Papua, on the western side of the island of New Guinea, has been the scene of a low-level separatist insurgency since the mainly Melanesian region was incorporated into Indonesia in a United Nations-administered ballot. United in the late 1960s.
In 1963, Indonesian forces invaded Papua – like Indonesia, a former Dutch colony – and annexed the region.
Only about 1,000 people voted in the UN-sponsored referendum in 1969, which locals and activists called a sham. The UN accepted the vote, essentially endorsing Jakarta’s rule.
Mourners line the streets
On Tuesday, thousands of people filled the streets of Kotaraja in Jayapura to mourn Filep as his body was brought from Bhayangkara Police Hospital.
“We have come to pay respects to the deceased and escort him to his home,” said Domi Lani, a resident of Jayapura.
Markus Haluk, executive director of the West Papua United Liberation Movement, said Filep’s death was a great loss for the Papuan people.
“Filep Karma was one of those who persevered in the struggle for the liberation of Papua.
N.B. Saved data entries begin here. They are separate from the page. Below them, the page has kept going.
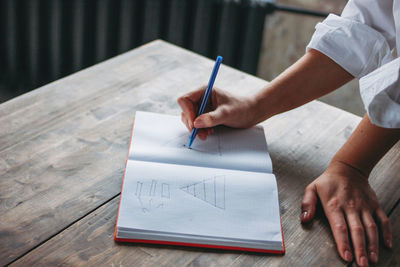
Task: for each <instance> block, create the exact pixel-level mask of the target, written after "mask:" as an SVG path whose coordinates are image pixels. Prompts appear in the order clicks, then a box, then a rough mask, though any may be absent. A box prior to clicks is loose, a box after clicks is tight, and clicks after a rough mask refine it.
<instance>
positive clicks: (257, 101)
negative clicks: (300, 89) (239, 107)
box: [251, 85, 277, 123]
mask: <svg viewBox="0 0 400 267" xmlns="http://www.w3.org/2000/svg"><path fill="white" fill-rule="evenodd" d="M268 88H269V85H267V86H265V87H264V88H263V89H262V90H261V91H260V92H258V93H257V94H255V95H254V96H253V97H252V100H251V106H252V107H253V111H254V118H255V120H256V123H259V122H262V121H265V120H267V119H269V118H271V117H272V116H274V115H276V114H277V113H274V108H275V107H276V105H273V104H272V103H270V100H271V99H270V97H269V96H268V91H269V89H268Z"/></svg>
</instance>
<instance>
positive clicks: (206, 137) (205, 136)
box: [197, 129, 208, 140]
mask: <svg viewBox="0 0 400 267" xmlns="http://www.w3.org/2000/svg"><path fill="white" fill-rule="evenodd" d="M197 136H198V137H199V138H200V139H201V140H206V139H207V136H208V130H207V129H199V130H198V132H197Z"/></svg>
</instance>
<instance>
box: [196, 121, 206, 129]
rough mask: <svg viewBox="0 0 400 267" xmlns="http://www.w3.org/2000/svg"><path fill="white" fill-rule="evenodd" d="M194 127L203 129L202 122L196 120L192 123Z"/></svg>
mask: <svg viewBox="0 0 400 267" xmlns="http://www.w3.org/2000/svg"><path fill="white" fill-rule="evenodd" d="M194 126H195V127H196V128H204V122H203V121H201V120H197V121H195V122H194Z"/></svg>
His life was dedicated to the nation and people of Papua,” Haluk said. “He was even ready to live in prison for his fight for Papuan independence.”
Usman Hamid, executive director of Amnesty International in Indonesia, called for an inquest into the death “because many activists who spoke out about Papua have become targets of violence.
“This is particularly in recognition of the work of the deceased in defending the human rights of indigenous Papuans,” he told BenarNews.
Taking another view, Beka Ulung Hapsara, a member of the National Human Rights Commission (Komnas HAM), said Filep’s family said he died by drowning and their statement “should be respected”.
Advocate of non-violence
Filep, a former civil servant and son of former Wamena regent Andreas Karma, was sentenced to 15 years in prison after participating in the Morning Star flag raising on December 1, 2004.
He was released in November 2015 after rejecting a clemency offer from President Joko “Jokowi” Widodo.
“If I accepted it, it would mean that I admit my guilt. I expected to be released in 2019 because I refused all sentence reductions,” Filep told reporters at the time, while attributing his release to international pressure on the government over the treatment of political prisoners. .
“They forced me out of jail because I didn’t want to accept clemency,” he said.
Filep was tortured and subjected to other degrading treatment while incarcerated, including denial of access to proper medical care, according to Amnesty International.
Prior to the flag incident, Filep led what began as a peaceful rally in Biak in 1998 to demand a referendum on self-determination, but it ended in violence when police used force to dissolve protests. protesters.
At least eight Papuans have been killed, dozens injured and three missing, according to a 1999 investigation by the Papuan human rights group Elsham.
“I heard stories that people were asked to board an Indonesian navy ship. It was not known where they were taken. Later it was learned that mutilated bodies were dumped to the sea,” Filep told local media in 2020.